A tenant applying to a landlord for consent to assign its lease or to sub-let is an everyday occurrence in the commercial world, but a recent High Court decision acts as a reminder to landlords that they must deal with such applications promptly.

In this case (Design Progression v Thurloe Properties) the tenant of a shop in Fulham Road, London found a company that wanted to take an assignment of its lease and who was prepared to pay £75,000 to do so. The tenant applied to the landlord for consent to the assignment of the lease and supplied information about the prospective assignee so that the landlord could decide whether to accept the covenant of the assignee. The landlord continued to ask for increasingly irrelevant information about the assignee and no consent to (or refusal of) the assignment was ever forthcoming. The incoming tenant got fed up waiting and took alternative premises. The existing tenant, who had vacated the shop ready for the new tenant, moved back into the premises in order to mitigate its loss, and had to continue paying the rent under the lease.

The tenant sued the landlord for failing to respond to its application within a reasonable time as the landlord was bound to do under the Landlord and Tenant Act 1988. The Court found that the landlord was in breach of its statutory duty because it had all the information it needed to make a decision whether to grant licence to assign, but it had not communicated a decision to the tenant. The landlord was liable to the tenant in damages to compensate the tenant for the loss of the premium it would have received from the assignee, loss of profit and the rent for the period it was not occupying the premises, and the cost of moving back into the shop. This amounted to £135,000.

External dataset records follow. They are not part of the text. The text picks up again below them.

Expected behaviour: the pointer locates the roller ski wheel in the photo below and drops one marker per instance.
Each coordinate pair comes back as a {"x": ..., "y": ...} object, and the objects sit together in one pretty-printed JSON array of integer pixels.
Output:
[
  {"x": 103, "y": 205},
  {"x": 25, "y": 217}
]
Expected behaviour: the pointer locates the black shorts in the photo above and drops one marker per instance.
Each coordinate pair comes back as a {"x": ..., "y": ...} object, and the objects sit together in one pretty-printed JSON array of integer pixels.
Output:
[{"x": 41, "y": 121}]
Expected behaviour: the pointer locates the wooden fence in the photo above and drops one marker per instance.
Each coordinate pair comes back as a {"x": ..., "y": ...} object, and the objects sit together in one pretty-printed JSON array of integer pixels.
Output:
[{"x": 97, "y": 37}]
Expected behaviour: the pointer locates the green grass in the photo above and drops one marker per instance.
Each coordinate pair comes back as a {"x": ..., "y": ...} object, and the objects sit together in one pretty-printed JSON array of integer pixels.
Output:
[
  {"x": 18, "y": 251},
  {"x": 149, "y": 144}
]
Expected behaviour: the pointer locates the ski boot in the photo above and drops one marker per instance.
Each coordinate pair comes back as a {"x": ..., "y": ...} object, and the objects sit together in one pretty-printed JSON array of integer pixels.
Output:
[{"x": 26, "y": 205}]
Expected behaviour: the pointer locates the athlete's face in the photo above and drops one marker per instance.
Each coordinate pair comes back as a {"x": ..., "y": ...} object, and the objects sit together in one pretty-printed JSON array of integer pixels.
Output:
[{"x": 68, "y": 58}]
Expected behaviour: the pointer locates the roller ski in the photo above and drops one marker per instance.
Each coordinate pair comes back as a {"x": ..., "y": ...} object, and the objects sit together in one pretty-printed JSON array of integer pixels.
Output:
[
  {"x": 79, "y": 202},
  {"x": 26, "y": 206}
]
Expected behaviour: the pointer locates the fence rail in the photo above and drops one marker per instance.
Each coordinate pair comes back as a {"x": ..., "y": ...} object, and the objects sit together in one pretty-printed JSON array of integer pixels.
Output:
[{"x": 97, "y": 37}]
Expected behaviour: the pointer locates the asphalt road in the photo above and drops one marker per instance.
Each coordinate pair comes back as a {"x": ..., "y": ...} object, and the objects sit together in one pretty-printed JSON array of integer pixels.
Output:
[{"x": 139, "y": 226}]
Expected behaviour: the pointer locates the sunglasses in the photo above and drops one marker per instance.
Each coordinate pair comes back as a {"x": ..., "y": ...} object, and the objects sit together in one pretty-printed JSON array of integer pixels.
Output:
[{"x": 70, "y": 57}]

It also became clear that, in this particular case, the landlord had operated in a deliberately obstructive and cynical way in order to frustrate the proposed assignment. The landlord was hoping to negotiate a surrender from the tenant at a nil premium and then to re-let the property, but at a significantly higher rent. This was a clear abuse of the procedures under the 1988 Act and to mark the Court's disapproval of the landlord's actions it awarded the tenant a further £25,000 in exemplary damages.

Comment

This is believed to be the first time that exemplary damages have been awarded against a commercial landlord in a situation such as this. The landlord's delaying tactics cost it over £160,000. When a landlord receives an application from a tenant for consent to assign or sub-let it must give the tenant written notice of its decision whether or not to give consent (together with any reasons if the consent is withheld) within a reasonable timeframe. What constitutes a reasonable timeframe will depend upon the facts. However, in another recent case the Court held that once a landlord had received all the information necessary for it to make a decision, it should have communicated that decision within one week. The Court also pointed out that if the landlord requires further information to enable it to properly consider a tenant's application, it must not delay in requesting it.

So, if you are a landlord and you receive an application from a tenant for consent to an assignment or a sub-letting, you must deal with the request promptly and decisively. To do otherwise could leave you open to a claim from the tenant for damages and this could cost you dearly.